McEldowney suggests employees who remain in the federal government “hold the high ground,” by which she means to “uphold the most exacting standards of personal and professional integrity.”

This means following “all applicable rules, regulations and laws …” “no matter how bizarre the circumstances become or how flagrant the violations by the president, his family and cronies appear to be.”
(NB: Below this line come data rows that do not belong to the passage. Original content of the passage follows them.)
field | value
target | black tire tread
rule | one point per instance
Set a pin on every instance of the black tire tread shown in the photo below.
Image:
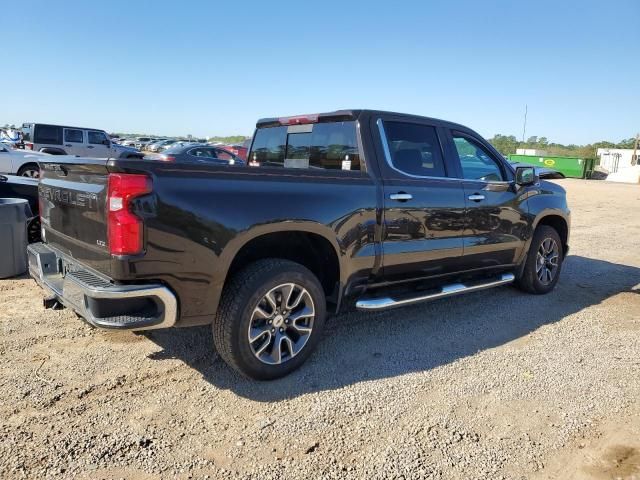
(232, 302)
(527, 281)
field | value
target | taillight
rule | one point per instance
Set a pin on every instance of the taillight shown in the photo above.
(123, 227)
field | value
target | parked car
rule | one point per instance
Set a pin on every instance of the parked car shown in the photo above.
(351, 208)
(195, 152)
(62, 140)
(19, 162)
(26, 188)
(238, 150)
(143, 142)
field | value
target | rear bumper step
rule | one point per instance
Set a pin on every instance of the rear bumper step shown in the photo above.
(100, 302)
(383, 303)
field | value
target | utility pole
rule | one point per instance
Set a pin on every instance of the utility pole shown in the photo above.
(524, 126)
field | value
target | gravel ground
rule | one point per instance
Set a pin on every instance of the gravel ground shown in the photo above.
(493, 385)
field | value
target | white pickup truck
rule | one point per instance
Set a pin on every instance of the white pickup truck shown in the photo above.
(20, 162)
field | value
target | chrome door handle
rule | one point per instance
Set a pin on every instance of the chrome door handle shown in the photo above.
(401, 197)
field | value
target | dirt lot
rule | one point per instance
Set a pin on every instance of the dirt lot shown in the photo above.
(494, 385)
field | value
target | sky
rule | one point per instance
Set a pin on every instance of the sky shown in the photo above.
(213, 68)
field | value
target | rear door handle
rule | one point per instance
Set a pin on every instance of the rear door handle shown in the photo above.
(401, 196)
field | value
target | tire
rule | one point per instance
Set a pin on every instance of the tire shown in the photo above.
(30, 170)
(245, 302)
(530, 280)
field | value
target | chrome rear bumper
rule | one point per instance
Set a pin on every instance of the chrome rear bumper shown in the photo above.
(99, 301)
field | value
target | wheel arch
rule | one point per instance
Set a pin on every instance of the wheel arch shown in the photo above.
(308, 244)
(560, 224)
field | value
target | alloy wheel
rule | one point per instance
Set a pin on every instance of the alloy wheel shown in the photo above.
(281, 324)
(547, 261)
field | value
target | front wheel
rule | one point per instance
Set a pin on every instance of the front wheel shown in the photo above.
(270, 318)
(543, 263)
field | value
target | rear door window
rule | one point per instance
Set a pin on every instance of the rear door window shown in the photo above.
(320, 146)
(71, 135)
(414, 149)
(476, 162)
(96, 138)
(49, 134)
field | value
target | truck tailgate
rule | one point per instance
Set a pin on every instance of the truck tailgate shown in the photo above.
(73, 195)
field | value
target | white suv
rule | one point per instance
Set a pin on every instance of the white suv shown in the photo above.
(83, 142)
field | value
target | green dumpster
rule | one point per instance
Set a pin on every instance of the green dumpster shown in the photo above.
(569, 166)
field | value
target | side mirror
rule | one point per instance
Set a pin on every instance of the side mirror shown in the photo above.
(526, 176)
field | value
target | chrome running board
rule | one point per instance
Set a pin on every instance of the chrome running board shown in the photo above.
(383, 303)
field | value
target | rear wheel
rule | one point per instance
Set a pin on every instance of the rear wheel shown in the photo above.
(270, 318)
(543, 263)
(30, 170)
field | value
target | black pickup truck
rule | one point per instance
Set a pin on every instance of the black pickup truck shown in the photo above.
(353, 208)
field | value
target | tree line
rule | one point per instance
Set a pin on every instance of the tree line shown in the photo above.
(507, 144)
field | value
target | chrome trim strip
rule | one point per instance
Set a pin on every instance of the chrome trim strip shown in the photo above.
(72, 292)
(384, 303)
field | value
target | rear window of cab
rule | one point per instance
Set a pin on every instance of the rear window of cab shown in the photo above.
(325, 146)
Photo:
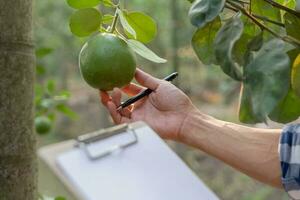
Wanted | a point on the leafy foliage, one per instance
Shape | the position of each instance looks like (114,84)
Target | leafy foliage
(48,99)
(203,41)
(204,11)
(144,26)
(252,49)
(137,27)
(227,36)
(266,88)
(296,76)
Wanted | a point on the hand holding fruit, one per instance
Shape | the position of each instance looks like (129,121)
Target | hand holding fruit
(164,110)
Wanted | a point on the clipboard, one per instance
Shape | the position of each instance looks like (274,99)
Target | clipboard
(121,168)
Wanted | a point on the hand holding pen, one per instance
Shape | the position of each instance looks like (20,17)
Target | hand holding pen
(163,110)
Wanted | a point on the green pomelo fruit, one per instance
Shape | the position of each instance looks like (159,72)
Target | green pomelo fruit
(106,61)
(42,125)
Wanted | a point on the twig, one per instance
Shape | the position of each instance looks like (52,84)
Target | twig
(114,23)
(242,2)
(231,8)
(263,27)
(277,5)
(268,20)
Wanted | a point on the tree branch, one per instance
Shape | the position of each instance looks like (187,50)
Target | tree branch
(263,27)
(277,5)
(269,20)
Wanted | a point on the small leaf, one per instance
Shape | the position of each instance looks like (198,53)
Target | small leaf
(84,22)
(296,75)
(127,27)
(79,4)
(204,11)
(42,52)
(107,19)
(143,25)
(143,51)
(288,109)
(267,78)
(227,36)
(107,3)
(66,111)
(51,86)
(292,25)
(203,39)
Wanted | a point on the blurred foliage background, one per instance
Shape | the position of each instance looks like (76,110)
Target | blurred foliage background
(209,88)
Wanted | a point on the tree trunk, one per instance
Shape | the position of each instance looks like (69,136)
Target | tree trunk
(174,37)
(18,166)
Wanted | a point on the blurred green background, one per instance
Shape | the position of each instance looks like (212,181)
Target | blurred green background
(207,86)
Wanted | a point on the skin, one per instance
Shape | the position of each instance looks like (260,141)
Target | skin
(173,116)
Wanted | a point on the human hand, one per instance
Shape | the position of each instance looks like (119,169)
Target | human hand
(164,110)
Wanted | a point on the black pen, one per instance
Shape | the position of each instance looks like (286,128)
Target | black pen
(145,92)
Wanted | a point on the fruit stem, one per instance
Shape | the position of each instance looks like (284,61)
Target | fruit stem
(114,23)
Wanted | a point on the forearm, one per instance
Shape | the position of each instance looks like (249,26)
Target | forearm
(253,151)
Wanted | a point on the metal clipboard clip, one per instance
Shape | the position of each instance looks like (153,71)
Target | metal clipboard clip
(84,141)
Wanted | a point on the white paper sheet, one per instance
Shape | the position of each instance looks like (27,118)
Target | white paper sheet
(148,170)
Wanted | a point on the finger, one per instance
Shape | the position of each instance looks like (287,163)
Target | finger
(104,97)
(115,115)
(116,96)
(146,79)
(132,89)
(126,112)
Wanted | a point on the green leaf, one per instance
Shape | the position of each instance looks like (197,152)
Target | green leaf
(79,4)
(143,25)
(66,111)
(254,45)
(288,109)
(267,79)
(262,8)
(227,36)
(203,39)
(84,22)
(143,51)
(246,114)
(292,24)
(296,75)
(42,52)
(40,70)
(107,3)
(107,19)
(127,27)
(51,86)
(47,103)
(60,198)
(204,11)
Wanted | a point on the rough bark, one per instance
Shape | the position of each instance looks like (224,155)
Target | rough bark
(18,167)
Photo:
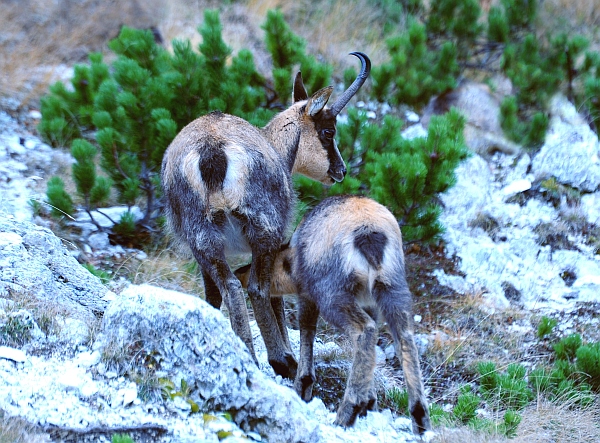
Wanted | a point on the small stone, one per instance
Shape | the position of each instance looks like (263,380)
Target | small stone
(12,354)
It will feel ludicrous at times, she says, to file annual financial disclosures even as the president continues to refuse to divulge his tax returns. “But the more this administration transgresses, the more scrupulous the federal workforce must be …” so as to not to “further enable the corrosion of ethical norms and accountability standards.”
She further counsels to “lock the partisan trapdoor.” Many career officials have worked for administrations of both parties and are well-versed in the Hatch Act and the restrictions it imposes on partisan activity by federal workers. She said transition officials told her directly “of their intent to root out ‘liberal Democrats’ and ‘Hillary supporters’ from the federal workforce.”

Suggestions that deep-staters burrowed into agencies to thwart the Trump administration are “blatant efforts to discredit and delegitimize the workforce” and amount to “naked attempts at fear baiting.”

Take notes and names, she said. The administration is changing policy, programs and personnel without “documenting the rationale or the intended outcomes,” she charged. Written instructions and comprehensive record-keeping are being “brushed aside in favor of word-of-mouth directives that are impossible to accurately source or effectively track.” It’s “critical to document lost capacities and discontinued services” so as to appeal for government expansion on the first day politically possible.

McEldowney said civil servants should not break the law and leak classified information, but “federal employees are expected to call out illicit, illegal and destructive activity – including by their agency’s leadership.”
She said employees should draw bright lines of what they will and won’t do and that they should challenge their politically appointed bosses whenever possible.

“This deeply flawed approach is guaranteed to produce bad policies.”